Living with Roommates
Get to Know Each Other
Take some time to understand the people living with you. Knowing why their grades are important may explain why they stay up late working on assignments, for example. Spend some time with each other talking about your families, neighborhoods, things that happened to you, what you will miss being away from home, hobbies, your favorite movie, and where you want to visit while living in San Francisco.
You will find it easier to understand each other as you share experiences.
Building a good relationship with your roommates and housemates will benefit you now and serve you later in other relationships. Like building a house, roommate relationships require skills we can learn, and the foundation is communication.
Being honest and open from the beginning will make it easier to talk later about how your relationship is changing.

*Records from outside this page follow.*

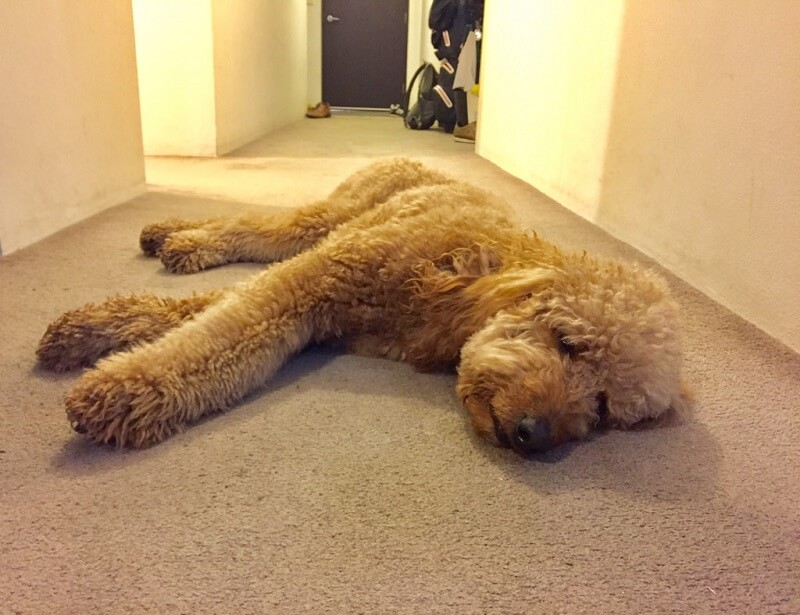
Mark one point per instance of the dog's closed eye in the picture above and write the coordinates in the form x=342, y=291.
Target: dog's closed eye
x=565, y=346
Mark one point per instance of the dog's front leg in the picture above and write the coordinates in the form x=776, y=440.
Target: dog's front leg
x=143, y=396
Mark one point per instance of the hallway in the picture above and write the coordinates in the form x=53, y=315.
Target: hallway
x=354, y=485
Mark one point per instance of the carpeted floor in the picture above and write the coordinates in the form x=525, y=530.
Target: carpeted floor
x=351, y=485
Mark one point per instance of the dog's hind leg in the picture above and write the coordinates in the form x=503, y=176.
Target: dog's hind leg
x=142, y=396
x=193, y=246
x=79, y=338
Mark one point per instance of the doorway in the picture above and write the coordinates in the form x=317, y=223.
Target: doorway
x=364, y=46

It will be easier to resolve issues if you communicate directly and immediately as problems arise. Open and honest communication is not only important when you first meet - but especially day-to-day.
You are capable of learning and applying these skills.
You are responsible for:
- Knowing what is important to you
- Being accountable for your behavior
- Confronting (talking clearly and directly to) someone who is violating your rights
- Identifying the compromises necessary for living with others
- Negotiating and renegotiating an agreement that works for all residents
Conflicts & Differences
Differences are typical and offer an opportunity for growth. Conflict exists in all relationships, and it can be an opportunity for interpersonal growth and learning about different people. Sometimes roommates become close friends, and many will not become close but will live together respectfully. As you learn to read each other's feelings, you will find it easier to resolve the inevitable differences that surface when two or more people live together.
You do not need to be friends for life with your roommate, but showing consideration and fairness is crucial to building mutual respect.
Negotiating an Agreement
Before negotiating with your roommate/housemates, take time to go through the exercises pictured below - alone.
- Then, sit down together to share results verbally.
- Negotiate, compromise, and develop agreements on all issues listed in the following form.
- All roommates/housemates must sign the Roommate Agreement form.
- Turn in a copy of this form to your RA, and keep a copy for yourselves.
- Agreements can be re-negotiated at any time.
- Your RAs are good resources and can help mediate disagreements.
Essential things to negotiate:
- Hours for quiet/study time
- Who cleans what and how often
- When guests are welcome, and for how long
- Which personal possessions are off-limits and which are shareable
- Can you sleep with the lights on? With the window open? With music playing?
Roommate Agreements are required to be completed by each unit with roommates in it any time a new roommate moves into the unit. Please fill out the final page and send it to your community's Residential Education Coordinator within a week of moving in. If you would like a paper copy, you can pick one up at your community's front desk.
If you have any questions or need assistance understanding how to fill out a roommate agreement, reach out to your RA.
The roommate agreement is a necessary baseline to begin living with your new roommates harmoniously. It is impossible to foresee all potential issues with this document. Conflict is bound to come up at some point. Here are some basic tips to get through conflict when it arises.
- Communicate openly! If something is bothering you, tactfully share your complaint. Behaviors will rarely resolve themselves. You owe it to yourself and your roommate to share when something is not working.
- Remember that everyone has good and bad days; do not take it personally if your roommate is in a bad mood.
- Address problems right away; don't let them build.
- Show appreciation when things are working. Constantly nagging someone about what they do wrong will negatively impact your relationship with someone. However, praising them when they do something right will improve your relationship with them!
In case a conversation with your roommate did not go as you hoped, or if you are having trouble finding a way to bring up an issue, feel free to call or text the RA On-Duty phone number.
Residential Education Staff members are available to assist you in navigating conflicts, but cannot solve the problem for you. It is ultimately up to you and your roommate to make your living situation work.